Tuesday, April 24, 2012

China To Reportedly Stop Repatriating North Korean Refugees

Just breaking... a week ago, actually, but breaking on my news feed anyway. I just came across this article from Shanghaiist, a link in a reporting trail leading back to Japan's Yomiuri Shimbun. According to the report, China has ended, or at least suspended, their longstanding practice of sending North Korean defectors passing through China back to North Korea. One quoted Chinese official, lacking name or location, holds that this is at least partly a response to being kept out of the loop on North Korea's failed missile test earlier this month.
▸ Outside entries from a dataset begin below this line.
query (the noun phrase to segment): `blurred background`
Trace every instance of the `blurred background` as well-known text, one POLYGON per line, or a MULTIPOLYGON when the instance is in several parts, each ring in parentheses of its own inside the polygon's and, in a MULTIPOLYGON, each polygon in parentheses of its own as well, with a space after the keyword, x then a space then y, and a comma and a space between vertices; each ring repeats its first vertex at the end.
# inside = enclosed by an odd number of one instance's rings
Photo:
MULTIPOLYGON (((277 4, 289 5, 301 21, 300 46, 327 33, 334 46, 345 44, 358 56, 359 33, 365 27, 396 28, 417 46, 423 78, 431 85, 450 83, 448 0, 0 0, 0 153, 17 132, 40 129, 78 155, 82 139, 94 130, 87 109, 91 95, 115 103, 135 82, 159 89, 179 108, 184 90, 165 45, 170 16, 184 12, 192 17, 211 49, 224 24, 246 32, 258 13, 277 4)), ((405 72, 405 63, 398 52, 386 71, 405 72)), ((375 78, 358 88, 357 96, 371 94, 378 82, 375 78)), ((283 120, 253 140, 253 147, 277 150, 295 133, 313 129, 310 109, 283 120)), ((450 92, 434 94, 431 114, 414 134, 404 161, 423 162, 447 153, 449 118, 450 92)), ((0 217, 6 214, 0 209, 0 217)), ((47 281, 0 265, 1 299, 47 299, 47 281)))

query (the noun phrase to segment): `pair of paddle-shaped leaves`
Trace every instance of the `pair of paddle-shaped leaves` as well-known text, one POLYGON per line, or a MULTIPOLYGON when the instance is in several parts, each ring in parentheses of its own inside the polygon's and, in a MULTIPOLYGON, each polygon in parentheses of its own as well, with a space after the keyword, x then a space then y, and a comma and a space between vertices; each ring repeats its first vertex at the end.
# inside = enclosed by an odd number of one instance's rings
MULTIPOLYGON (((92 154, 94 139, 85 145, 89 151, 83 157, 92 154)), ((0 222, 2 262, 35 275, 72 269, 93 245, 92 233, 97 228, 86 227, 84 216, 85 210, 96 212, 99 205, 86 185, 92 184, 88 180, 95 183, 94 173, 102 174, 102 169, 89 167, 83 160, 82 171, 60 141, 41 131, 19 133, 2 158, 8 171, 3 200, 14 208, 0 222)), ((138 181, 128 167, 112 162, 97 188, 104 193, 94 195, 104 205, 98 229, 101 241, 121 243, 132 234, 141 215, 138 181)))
Whatever the reason, though, this is huge. China is, after exiting North Korea itself, the biggest obstacle between defectors and freedom in South Korea or the West. Being sent back to North Korea means certain torture and possible execution. According to the Chinese official in Liaonang province quoted by the Shimbun- a province bordering North Korea- "If refugees are sent back, that's the end of their lives. We can't ignore it." The threat of being caught by China is a big stumbling block in the logistics of escaping North Korea. If the threat of repatriation is gone, that is certain to increase the flow of refugees not only leaving North Korea, but making it to South Korea as well.

Now, China does have a way of saying one thing and doing another. Hopefully, this is not one of those times. However, earlier this month, in the time leading up to the launch, China allowed five defectors who had been trapped in the South Korean embassy in Beijing since 2009 to proceed to Seoul.

The reported change in tone comes too late for the 31 refugees who had been repatriated in March, despite a global campaign for their release. But hopefully, those 31 are the last 31.